Wednesday, April 13, 2005
Not surprisingly, the AP has reported on the letter that Betty Sternberg, Connecticut's Education Commissioner, sent to US Education Secretary Margaret Spellings. As reported here yesterday, it's pretty harsh.
State Education Commissioner Betty J. Sternberg asked for an apology Tuesday from U.S. Secretary of Education Margaret Spellings for remarks implying that Connecticut's attitude toward black children is "un-American."

In a three-page letter to Spellings, Sternberg said she was outraged by Spellings' comments in a television interview, especially her use of the phrase "soft bigotry of low expectations" in discussing the state's approach to educating inner-city black children.

"Anyone knowledgeable about the track record I and this department have had on relentlessly pursuing higher expectations for all of our students is appalled by your characterization of this department and Connecticut's educators," Sternberg wrote.
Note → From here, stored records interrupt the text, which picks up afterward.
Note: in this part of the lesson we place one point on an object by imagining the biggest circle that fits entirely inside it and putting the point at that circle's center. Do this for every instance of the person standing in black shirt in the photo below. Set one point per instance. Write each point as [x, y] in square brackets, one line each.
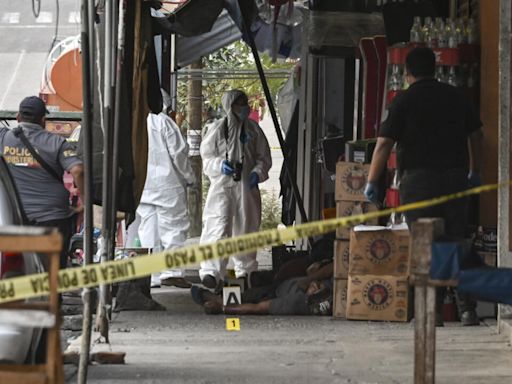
[436, 130]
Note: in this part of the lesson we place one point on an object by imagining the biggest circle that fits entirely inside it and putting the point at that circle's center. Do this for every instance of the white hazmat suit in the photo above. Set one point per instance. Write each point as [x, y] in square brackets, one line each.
[232, 208]
[163, 205]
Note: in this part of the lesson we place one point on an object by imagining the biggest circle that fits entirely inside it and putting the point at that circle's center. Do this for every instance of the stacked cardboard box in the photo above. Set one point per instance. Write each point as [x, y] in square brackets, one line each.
[350, 182]
[378, 275]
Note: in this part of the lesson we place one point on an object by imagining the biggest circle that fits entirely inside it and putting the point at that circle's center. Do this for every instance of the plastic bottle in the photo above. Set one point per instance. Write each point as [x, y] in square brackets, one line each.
[416, 35]
[452, 77]
[471, 32]
[451, 34]
[426, 31]
[440, 76]
[459, 31]
[395, 80]
[440, 33]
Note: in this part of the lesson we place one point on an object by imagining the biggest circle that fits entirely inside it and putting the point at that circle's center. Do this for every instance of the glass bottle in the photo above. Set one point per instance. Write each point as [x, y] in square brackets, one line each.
[426, 30]
[460, 31]
[395, 80]
[452, 77]
[451, 34]
[438, 35]
[440, 76]
[471, 32]
[416, 31]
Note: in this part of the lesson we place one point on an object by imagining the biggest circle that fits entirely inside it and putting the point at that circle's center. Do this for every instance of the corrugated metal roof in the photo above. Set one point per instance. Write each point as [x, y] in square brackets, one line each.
[223, 33]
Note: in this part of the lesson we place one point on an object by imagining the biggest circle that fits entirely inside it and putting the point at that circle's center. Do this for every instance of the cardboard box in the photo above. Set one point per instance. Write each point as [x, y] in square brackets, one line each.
[372, 297]
[489, 258]
[350, 208]
[341, 258]
[340, 298]
[350, 181]
[379, 251]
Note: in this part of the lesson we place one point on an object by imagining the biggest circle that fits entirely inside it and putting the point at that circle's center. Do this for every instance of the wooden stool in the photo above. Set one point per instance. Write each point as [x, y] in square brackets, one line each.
[41, 314]
[423, 233]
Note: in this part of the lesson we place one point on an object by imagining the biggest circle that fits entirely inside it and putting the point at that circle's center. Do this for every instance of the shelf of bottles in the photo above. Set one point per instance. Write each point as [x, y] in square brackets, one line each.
[455, 44]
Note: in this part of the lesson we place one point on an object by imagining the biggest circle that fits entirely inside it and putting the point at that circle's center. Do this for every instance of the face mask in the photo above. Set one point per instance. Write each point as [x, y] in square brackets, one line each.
[244, 112]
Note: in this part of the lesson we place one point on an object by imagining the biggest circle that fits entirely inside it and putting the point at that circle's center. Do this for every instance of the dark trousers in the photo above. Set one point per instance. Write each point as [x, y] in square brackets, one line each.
[423, 184]
[65, 228]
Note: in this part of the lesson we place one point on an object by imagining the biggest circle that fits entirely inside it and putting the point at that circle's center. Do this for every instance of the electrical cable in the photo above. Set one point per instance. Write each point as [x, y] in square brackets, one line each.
[36, 13]
[56, 33]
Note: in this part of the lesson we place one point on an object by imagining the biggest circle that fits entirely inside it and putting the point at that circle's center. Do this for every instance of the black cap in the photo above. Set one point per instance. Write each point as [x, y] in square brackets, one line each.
[32, 108]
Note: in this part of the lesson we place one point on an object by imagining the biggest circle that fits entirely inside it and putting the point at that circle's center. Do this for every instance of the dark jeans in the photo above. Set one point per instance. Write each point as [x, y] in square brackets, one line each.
[423, 184]
[65, 228]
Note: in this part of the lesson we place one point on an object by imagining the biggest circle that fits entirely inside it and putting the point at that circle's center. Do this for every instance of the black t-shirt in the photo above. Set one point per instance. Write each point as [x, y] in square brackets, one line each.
[431, 122]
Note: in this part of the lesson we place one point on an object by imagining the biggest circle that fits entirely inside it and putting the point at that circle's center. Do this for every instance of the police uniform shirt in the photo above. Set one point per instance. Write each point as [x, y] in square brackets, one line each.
[43, 197]
[431, 122]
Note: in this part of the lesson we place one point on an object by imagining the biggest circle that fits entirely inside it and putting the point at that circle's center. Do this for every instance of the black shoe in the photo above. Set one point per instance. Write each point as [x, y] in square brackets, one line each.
[179, 282]
[439, 320]
[469, 318]
[209, 281]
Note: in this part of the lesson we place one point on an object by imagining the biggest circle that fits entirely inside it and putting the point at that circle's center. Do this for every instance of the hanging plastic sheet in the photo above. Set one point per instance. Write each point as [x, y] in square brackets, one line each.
[341, 29]
[487, 284]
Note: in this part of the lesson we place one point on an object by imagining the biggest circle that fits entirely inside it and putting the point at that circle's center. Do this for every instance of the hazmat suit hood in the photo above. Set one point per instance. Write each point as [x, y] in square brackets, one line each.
[166, 100]
[227, 101]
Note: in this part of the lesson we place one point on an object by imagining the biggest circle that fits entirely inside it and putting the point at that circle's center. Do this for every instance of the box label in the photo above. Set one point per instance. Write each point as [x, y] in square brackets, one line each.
[350, 181]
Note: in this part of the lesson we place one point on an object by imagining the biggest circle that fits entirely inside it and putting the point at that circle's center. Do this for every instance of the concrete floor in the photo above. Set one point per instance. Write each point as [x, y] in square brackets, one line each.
[183, 345]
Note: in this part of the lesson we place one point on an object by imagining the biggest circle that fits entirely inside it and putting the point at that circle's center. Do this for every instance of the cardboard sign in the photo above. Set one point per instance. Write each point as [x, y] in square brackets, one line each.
[350, 181]
[372, 297]
[379, 252]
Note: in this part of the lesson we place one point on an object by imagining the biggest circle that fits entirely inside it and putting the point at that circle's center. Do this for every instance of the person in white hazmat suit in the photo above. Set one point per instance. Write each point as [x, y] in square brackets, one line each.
[163, 205]
[236, 157]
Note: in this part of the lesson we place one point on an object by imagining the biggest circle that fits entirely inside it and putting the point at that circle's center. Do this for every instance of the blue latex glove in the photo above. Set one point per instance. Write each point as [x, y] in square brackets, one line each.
[474, 179]
[371, 192]
[226, 168]
[254, 179]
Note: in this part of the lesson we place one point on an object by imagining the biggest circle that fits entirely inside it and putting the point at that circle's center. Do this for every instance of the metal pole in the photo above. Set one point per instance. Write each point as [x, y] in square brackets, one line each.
[90, 22]
[115, 120]
[271, 108]
[87, 198]
[504, 259]
[117, 98]
[107, 185]
[174, 75]
[195, 120]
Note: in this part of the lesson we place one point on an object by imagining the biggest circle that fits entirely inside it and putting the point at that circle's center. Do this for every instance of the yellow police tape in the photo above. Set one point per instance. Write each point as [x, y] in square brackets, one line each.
[126, 269]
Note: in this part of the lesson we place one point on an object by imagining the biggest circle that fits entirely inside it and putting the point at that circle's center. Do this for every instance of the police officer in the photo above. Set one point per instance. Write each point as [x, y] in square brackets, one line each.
[43, 194]
[433, 125]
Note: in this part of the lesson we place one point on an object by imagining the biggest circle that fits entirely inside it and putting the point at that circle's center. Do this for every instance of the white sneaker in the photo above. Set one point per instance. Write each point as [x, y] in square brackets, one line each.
[155, 280]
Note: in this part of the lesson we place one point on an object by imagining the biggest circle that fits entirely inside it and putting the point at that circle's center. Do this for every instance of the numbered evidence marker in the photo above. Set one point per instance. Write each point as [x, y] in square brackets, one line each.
[232, 324]
[231, 295]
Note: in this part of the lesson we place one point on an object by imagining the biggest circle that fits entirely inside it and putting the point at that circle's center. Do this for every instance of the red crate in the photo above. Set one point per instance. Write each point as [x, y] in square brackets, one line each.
[392, 198]
[469, 53]
[447, 56]
[392, 163]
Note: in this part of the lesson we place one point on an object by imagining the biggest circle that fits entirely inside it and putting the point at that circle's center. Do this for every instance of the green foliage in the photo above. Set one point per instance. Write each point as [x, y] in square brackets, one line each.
[270, 210]
[270, 206]
[236, 56]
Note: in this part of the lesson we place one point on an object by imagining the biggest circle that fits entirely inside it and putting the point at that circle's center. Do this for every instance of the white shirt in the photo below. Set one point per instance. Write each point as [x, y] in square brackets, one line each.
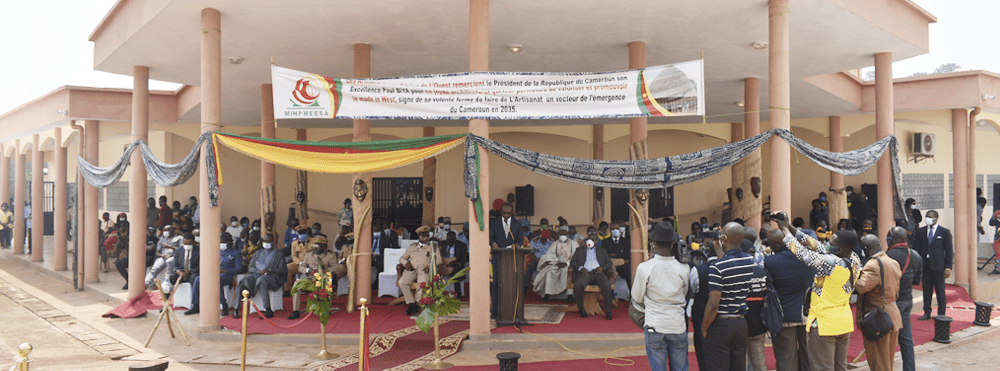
[662, 284]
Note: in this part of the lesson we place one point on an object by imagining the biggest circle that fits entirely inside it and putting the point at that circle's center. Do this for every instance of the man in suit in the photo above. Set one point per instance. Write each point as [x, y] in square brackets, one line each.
[591, 266]
[618, 246]
[935, 247]
[185, 265]
[505, 232]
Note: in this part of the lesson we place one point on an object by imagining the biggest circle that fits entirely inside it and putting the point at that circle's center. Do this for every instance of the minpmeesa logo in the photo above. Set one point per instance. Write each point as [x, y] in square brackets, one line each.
[306, 93]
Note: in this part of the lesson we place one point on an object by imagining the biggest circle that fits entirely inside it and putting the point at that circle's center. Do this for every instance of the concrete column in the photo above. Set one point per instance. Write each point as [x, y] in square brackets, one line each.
[779, 100]
[4, 176]
[18, 208]
[430, 181]
[37, 201]
[479, 249]
[59, 204]
[836, 145]
[267, 124]
[211, 120]
[637, 135]
[363, 229]
[751, 128]
[137, 184]
[884, 127]
[960, 145]
[598, 205]
[973, 259]
[90, 221]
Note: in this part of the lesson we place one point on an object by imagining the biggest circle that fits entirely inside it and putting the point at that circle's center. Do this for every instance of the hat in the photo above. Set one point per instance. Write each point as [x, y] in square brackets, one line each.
[663, 232]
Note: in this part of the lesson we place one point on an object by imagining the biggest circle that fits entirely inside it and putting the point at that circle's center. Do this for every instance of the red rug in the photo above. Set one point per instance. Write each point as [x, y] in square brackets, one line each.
[406, 349]
[137, 306]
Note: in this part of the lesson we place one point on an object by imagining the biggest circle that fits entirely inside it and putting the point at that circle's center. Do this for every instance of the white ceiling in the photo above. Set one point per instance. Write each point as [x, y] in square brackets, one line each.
[431, 36]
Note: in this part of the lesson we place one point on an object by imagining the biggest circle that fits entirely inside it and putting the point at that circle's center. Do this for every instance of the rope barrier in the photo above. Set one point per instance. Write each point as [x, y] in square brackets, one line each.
[279, 326]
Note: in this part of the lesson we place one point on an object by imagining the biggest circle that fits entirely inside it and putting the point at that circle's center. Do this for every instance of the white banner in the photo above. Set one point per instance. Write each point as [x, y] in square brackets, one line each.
[669, 90]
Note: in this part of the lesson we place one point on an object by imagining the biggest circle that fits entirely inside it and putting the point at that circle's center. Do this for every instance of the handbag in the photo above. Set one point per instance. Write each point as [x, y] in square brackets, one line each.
[876, 323]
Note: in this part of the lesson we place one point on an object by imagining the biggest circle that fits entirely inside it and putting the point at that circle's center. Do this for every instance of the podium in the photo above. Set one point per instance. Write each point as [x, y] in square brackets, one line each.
[510, 283]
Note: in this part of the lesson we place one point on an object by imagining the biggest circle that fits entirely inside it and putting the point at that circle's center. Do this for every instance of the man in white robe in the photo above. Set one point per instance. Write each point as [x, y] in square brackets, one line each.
[553, 267]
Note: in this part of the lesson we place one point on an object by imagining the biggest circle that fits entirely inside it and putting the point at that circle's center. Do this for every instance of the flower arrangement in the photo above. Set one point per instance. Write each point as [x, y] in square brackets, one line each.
[437, 301]
[320, 288]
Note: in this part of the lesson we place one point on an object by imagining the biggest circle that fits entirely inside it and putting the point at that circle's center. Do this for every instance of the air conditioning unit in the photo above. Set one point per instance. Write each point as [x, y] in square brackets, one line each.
[924, 144]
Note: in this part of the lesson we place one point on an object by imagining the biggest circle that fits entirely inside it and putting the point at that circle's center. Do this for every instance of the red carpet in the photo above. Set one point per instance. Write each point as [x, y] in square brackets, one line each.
[409, 346]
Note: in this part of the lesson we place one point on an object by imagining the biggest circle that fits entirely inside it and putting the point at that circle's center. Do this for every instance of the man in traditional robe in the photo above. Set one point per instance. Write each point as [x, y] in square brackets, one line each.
[553, 267]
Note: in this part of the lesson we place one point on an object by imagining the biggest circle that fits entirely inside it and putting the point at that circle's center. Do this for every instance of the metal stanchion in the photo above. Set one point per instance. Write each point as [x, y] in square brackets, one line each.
[942, 329]
[508, 361]
[243, 334]
[983, 311]
[22, 364]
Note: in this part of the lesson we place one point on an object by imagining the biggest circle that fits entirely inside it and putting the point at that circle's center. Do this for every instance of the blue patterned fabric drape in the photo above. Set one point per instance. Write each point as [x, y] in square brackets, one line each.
[674, 170]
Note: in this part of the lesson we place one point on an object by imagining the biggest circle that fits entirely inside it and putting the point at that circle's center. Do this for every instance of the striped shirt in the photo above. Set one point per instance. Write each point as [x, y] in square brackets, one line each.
[731, 275]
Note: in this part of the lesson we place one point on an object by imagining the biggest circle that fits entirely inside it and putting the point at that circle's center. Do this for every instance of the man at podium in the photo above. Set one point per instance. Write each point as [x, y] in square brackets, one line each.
[505, 232]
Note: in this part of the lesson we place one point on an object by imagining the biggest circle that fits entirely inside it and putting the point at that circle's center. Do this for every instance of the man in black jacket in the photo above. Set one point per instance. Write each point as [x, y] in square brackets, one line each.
[935, 247]
[590, 265]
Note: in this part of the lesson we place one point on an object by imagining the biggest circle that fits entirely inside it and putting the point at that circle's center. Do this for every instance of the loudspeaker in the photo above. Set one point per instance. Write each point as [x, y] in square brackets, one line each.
[524, 204]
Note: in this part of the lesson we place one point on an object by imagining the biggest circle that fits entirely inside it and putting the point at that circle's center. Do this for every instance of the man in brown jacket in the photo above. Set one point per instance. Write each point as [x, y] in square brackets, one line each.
[878, 293]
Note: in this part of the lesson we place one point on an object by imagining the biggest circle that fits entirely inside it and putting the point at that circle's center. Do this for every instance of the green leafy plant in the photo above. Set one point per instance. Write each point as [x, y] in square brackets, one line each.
[319, 285]
[437, 301]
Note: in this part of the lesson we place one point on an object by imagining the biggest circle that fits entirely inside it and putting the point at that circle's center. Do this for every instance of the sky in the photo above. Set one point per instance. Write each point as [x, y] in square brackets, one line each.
[46, 46]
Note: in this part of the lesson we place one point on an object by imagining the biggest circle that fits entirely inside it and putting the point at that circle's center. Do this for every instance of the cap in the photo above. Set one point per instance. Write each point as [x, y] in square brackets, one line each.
[663, 232]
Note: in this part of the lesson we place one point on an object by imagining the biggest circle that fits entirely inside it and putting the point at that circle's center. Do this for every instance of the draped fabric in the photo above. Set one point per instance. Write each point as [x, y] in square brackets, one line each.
[163, 174]
[674, 170]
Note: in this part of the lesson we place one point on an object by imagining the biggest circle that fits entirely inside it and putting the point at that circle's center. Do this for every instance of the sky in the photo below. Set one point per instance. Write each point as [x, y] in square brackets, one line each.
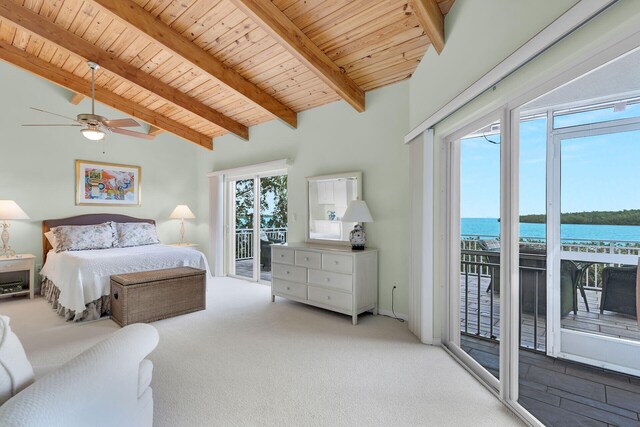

The letter reflects an increasingly chilly tone in a dispute between Connecticut and the U.S. Department of Education over the interpretation of President Bush's school reform law, the No Child Left Behind Act.

Sternberg's ire was directed at Spellings' remarks during an interview on the PBS program "NewsHour with Jim Lehrer" last week.
"Chilly" seems to be the apposite adjective to use in this situation. At the very least, a lawsuit would seem to indicate that the state and the feds aren't exactly toasting each other's health.

However, the letter gets even better as Ms. Sternberg goes beyond politics into the realm of the personal.
Sternberg wrote to Spellings, "I must tell you as a Jewish American whose family was deeply affected by the pogroms of the late 19th and early 20th centuries and later by the Holocaust, bigotry is never soft. Bigotry always has a hard edge. It is simply outrageous that you would accuse me and my associates of 'the soft bigotry of low expectations.'"
So where do we go from here?
A U.S. Department of Education spokeswoman said late Tuesday afternoon that Sternberg's letter had not been reviewed. "I haven't seen it," said Susan Aspey. "It sounds like the secretary's comments were taken out of context. ... The secretary's point was that all kids can learn and that all kids count."

Aspey also said that the department is preparing a response to an earlier letter from Connecticut Gov. M. Jodi Rell requesting a meeting between Sternberg and Spellings to discuss differences of opinion over the law.
This is a typical stance by all involved: The bullying Bushies become paralyzed as soon as their bluff is called, and genteel to a fault Governor Clubwoman falls all over herself to try to get the combatants to drink tea (or Kool-aid) and be nice to each other.

Virtually every educator I've spoken with about this issue is grateful to Ms. Sternberg for her missive, perhaps most of all because they didn't think she had it in her.